Credential Stuffing Attacks: What Types Of Organizations Are The Most Vulnerable?

A British energy provider recently notified affected customers of a system breach that compromised account information. The breach led to the decision to shut down the firm's mobile app.

The hackers used an attack called "credential stuffing," which involves using sign-on credentials that have been stolen from other websites and running automated sign-on attempts.

According to cybersecurity experts, this is not a sophisticated attack, and can be prevented if users refrained from using the same password for multiple accounts.

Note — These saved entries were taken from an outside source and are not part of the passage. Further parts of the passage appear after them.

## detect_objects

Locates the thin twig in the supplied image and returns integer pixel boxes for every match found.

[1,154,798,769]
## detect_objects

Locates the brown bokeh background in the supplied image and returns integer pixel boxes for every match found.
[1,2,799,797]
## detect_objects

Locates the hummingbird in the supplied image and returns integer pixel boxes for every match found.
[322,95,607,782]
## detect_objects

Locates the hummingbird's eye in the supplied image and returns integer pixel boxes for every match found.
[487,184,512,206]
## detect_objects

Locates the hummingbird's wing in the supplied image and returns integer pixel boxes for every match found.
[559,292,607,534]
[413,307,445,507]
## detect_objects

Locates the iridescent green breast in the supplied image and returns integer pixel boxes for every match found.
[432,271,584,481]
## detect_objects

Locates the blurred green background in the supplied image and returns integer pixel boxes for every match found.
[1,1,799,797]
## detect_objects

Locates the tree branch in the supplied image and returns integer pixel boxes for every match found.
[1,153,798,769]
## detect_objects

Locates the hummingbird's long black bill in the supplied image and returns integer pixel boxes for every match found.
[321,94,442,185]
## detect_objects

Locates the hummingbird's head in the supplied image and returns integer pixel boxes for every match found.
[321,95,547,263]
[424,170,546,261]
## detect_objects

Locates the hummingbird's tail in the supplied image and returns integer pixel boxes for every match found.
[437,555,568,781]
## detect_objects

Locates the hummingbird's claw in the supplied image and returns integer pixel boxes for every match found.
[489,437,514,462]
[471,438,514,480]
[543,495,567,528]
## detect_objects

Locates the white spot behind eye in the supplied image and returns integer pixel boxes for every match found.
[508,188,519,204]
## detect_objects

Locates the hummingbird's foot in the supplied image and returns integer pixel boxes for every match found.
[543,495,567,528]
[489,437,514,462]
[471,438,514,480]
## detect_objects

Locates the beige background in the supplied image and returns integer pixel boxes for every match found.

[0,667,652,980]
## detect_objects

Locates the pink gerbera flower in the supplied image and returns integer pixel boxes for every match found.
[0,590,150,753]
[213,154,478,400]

The success of credential stuffing attacks is a primary reason why organizations must promptly notify customers of data breaches. The sooner users realize their password has been compromised, the less likely that password can be used to access other accounts.

Customers affected by a systems breach must be alert to future attempts of fraud and phishing attacks against them. Robert Scammell "Npower data breach: Credential stuffing attack forces app closure" (Feb. 26, 2021).


Credential stuffing is a type of system attack in which the cybercriminal uses a software program to attempt sign-ons on a massive scale using previously stolen usernames and passwords (usually purchased on the dark web).

Once the cybercriminal gets a match and can access the account, they can steal money that may be in the account; use the access to navigate deeper into the system network; or use acquired information to commit identity theft or targeted phishing attacks.

Financial and retail businesses are prime targets for credential-stuffing attacks.

Although not foolproof, two steps that will hinder the success of credential stuffing are implementing multi-factor authentication and utilizing CAPTCHA technology, which requires the user to perform an action to establish they are a human.

In addition, by “fingerprinting” or collecting information on a user’s device - the operating system, language, browser, time zone, etc. - your system can create a user identity. When the same combination of identifying data tries to log in several times in sequence, chances are high that it is a credential stuffing attack.